Friday, March 25, 2005

Faith

The previous posting led me to think about faith. What does it mean, and what are its implications? According to Merriam-Webster Online, faith is defined as follows.
1 a : allegiance to duty or a person : LOYALTY b (1) : fidelity to one's promises (2) : sincerity of intentions

2 a (1) : belief and trust in and loyalty to God (2) : belief in the traditional doctrines of a religion b (1) : firm belief in something for which there is no proof (2) : complete trust

3 : something that is believed especially with strong conviction; especially : a system of religious beliefs
In addition, in the synonyms section under belief, faith is distinguished in that it
almost always implies certitude even where there is no evidence or proof .
The lack of evidence (and perhaps even the impossibility of ever finding evidence) seems to me to be a central element of what people mean by faith, especially in a religious context. (This excludes the use of the term in a context such as "I have faith that my friend will pick me up at the airport.")

If science-based beliefs are based on evidence, faith-based beliefs must necessarily be about a domain about which evidence cannot be gathered. That would suggest that faith-based beliefs are necessarily irrelevant to the world. If there were any relevance, any way in which faith-based beliefs could be tested, then by definition, they would no longer be faith-based.

When I started this posting, I expected to go on longer. But this immediate and simple conclusion seems to say everything. How would the faith-based community respond?

One might point to evidence, for example, that people with religious beliefs tend to live longer and have happier lives. But that isn't about faith, it is about psychology. It is about how one's beliefs affects one's life, not about the truth or falsity of the beliefs themselves. There are lots of ways in which what one thinks affects how one feels. People under hypnosis, for example, seem capable of doing things that they would not ordinarily be able to do.

But faith as generally understood involves predicates that are expressed as if they were either true or false, i.e., statements about something. And yet the something about which faith-based statements refer must, as we said, be beyond evidence.

It may be that believing a statement that can't be tested may make one happier. But would the faith-based community want think of itself primarily as offering a self-help system? I doubt it. Besides there are many self-help systems (e.g., clinical psychology, Buddhist meditation) that provide similar results in a more direct way and without requiring untestable beliefs.

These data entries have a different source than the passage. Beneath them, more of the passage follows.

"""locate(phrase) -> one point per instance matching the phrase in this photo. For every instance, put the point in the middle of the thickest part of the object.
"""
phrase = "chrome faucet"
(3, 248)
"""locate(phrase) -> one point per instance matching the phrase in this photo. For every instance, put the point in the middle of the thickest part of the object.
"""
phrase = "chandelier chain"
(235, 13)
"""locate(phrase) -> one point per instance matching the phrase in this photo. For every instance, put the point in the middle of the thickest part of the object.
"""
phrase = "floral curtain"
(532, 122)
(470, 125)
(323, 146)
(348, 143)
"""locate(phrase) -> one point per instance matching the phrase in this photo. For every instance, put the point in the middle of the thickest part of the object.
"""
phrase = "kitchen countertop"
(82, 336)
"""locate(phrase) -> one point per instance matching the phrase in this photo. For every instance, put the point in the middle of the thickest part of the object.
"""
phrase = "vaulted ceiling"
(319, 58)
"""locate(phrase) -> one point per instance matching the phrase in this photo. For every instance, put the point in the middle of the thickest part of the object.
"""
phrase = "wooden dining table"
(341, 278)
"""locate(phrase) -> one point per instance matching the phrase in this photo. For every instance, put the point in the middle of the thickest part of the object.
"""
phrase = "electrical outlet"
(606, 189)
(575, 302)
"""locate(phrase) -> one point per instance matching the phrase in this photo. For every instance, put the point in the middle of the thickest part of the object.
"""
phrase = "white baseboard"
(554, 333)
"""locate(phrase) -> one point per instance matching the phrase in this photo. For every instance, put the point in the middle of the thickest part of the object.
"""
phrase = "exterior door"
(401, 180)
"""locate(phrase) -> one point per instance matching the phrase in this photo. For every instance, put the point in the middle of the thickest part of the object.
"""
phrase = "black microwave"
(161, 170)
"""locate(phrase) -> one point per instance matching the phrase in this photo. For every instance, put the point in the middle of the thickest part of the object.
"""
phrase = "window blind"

My own prejudice, as you can probably tell, is quite anti-faith. It's important to me to have some ground (or at least believe that there some ground can be established) for what I believe. It seems strange even to have to say that in the 21st century. But here we are, and I'm at a loss to understand about how people manage to live with beliefs that they know are beyond reality.

Perhaps the faith-based will argue that the statements they believe will be tested but only after one's death. I'm not sure what to say about that. Suppose someone said that 1,000 years from now, civilization will be so advanced that people will be able to reconstruct every human being whose DNA is available. Not only will they will do that, but through brain scans, they will examine the collective memory of all those people and determine what sorts of lives each of us has lived. Based on those results, we will each be punished or rewarded.

I'm willing to believe that the technology to achieve that may be possible — although since brains depend on more than DNA actually reconstructing brains seems a bit far-fetched. But let's assume it could be done. Then what?

First of all, I would have a hard time believing that 1,000 years from now anyone would care enough to reconstruct all previously living human beings. Why bother? But even more relevant, I doubt that it would change my life. Believing something like that seems so far removed from reality that it might as well be fantasy.

But is that the argument? Are faith-based beliefs held because those who believe them expect them to be relevant at some time in the future? If so, it makes a bit more sense to me. But as Ian McEwan said in his answer to "What do you believe that can't be proven?" I believe that my life will end with my death. Is that also a matter of faith? Somehow it seems less a matter of faith because it isn't something that I worry about — just as I don't worry about the possibility that the other side of the moon, which we can't see, may be a base for alien invaders who are planning to attack us. Believing that life ends with death seems more like a skeptical response to those who claim it doesn't in much the same way as believing that the other side of the moon does not host enemy aliens is a skeptical response to anyone who claims it does.

After all, the paranoid and the schizophrenic believe all sorts of things. Denying the reality of their claims is not on an equal footing with their beliefs.